Quantization of the model

mozilla / DeepSpeech

DeepSpeech is an open source embedded (offline, on-device) speech-to-text engine which can run in real time on devices ranging from a Raspberry Pi 4 to high power GPU servers.

Mozilla Public License 2.0

25.3k stars 3.96k forks source link

Quantization of the model #133

Closed lissyx closed 5 years ago

lissyx commented 7 years ago

Should be split up

lissyx commented 7 years ago

Currently, we have a process in place to :

Export graph session as GraphDef file
Quantize using checkpoint and GraphDef files
Reload the quantized model
Trigger a Test WER on the quantized model

So far, with 10k samples and 100 epochs on TED, we get:

Test WER ~0.39 on non quantized model
Test WER ~0.82 on quantized reloaded model

$ grep -E "^Test WER|^Test Quantized WER" ted_10000s_100e_quant.log 
Test WER: 0.396643
Test Quantized WER: 0.820484

lissyx commented 7 years ago

I did a second run on top of current master (ted_10000s_100e_quant_new.log):

$ grep -E "^Test.*WER|^Test Quantized.*WER" ted_10000s_100e_quant.log ted_10000s_100e_quant_new.log
ted_10000s_100e_quant.log:Test WER: 0.396643
ted_10000s_100e_quant.log:Test Quantized WER: 0.820484
ted_10000s_100e_quant_new.log:Test loss=245.908058711 avg_cer=0.562084945 WER: 0.982135
ted_10000s_100e_quant_new.log:Test Quantized loss=1720.364662638 avg_cer=2.913973395 WER: 1.806516

Both made with the same quantized graph.

lissyx commented 7 years ago

After much problems, process is now sound and complete and we can apply "weights" quantization, reload the graph, perform an inference step and get consistent results.

There are still issues:

unable to rely on "eightbit" quantization method (https://github.com/tensorflow/tensorflow/issues/7162)
using BasicLSTMCell results in errors at run time, switching to BasicRNNCell works

kdavis-mozilla commented 7 years ago

Does GRUCell work?

lissyx commented 7 years ago

I just tested, GRUCell fails in a similar way:

tensorflow.python.framework.errors_impl.InvalidArgumentError: The node 'bidirectional_rnn/bw/bw/while/Select' has inputs from different frames. The input 'bidirectional_rnn/bw/bw/while/gru_cell/add' is in frame ''. The input 'bidirectional_rnn/bw/bw/while/Select/Enter' is in frame 'bidirectional_rnn/bw/bw/while/bidirectional_rnn/bw/bw/while/'.

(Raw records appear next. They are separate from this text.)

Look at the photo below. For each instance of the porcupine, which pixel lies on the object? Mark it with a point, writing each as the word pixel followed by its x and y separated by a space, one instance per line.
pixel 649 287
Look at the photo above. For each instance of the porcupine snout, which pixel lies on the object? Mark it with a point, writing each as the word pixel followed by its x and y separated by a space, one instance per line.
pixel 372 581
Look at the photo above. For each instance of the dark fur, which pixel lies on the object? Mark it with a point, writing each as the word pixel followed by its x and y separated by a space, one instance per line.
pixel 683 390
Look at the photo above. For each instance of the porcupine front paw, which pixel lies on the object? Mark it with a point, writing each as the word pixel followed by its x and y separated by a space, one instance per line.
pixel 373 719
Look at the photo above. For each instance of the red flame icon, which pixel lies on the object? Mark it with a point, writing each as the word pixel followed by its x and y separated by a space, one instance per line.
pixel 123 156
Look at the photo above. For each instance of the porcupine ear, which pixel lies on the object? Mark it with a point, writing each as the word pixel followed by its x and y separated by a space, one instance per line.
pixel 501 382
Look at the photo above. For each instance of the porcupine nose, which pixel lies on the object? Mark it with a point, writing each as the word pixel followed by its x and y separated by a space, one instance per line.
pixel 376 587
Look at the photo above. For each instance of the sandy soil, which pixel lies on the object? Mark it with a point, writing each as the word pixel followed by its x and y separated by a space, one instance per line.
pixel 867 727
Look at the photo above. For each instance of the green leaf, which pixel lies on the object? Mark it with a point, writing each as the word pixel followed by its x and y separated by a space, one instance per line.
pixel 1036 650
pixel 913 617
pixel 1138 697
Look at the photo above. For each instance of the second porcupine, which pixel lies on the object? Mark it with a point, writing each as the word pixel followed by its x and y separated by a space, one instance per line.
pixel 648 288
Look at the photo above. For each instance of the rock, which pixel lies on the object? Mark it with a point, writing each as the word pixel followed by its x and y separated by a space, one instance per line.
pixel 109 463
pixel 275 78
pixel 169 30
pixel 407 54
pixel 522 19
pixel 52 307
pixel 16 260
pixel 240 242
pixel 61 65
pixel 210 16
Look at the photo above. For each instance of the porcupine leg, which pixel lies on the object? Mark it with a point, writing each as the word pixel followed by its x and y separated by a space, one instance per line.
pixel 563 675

reuben commented 7 years ago

Good news from upstream: weights quantization works on LSTMCell by using the new Graph Transform Tool: https://github.com/tensorflow/tensorflow/issues/7949#issuecomment-283398812

Bad news: quantizing the operations themselves is still broken.

lissyx commented 7 years ago

Using the graph transformation tool as suggested by upstream, we get quantize_weights to work on the model (but using quantize_nodes still exposes the frame problem). Using the frozen/quantized graph works with the native client, and I am currently experimenting with valgrind massif to get data on memory usage at runtime.

lissyx commented 5 years ago

Closing because #1850

lock[bot] commented 5 years ago

This thread has been automatically locked since there has not been any recent activity after it was closed. Please open a new issue for related bugs.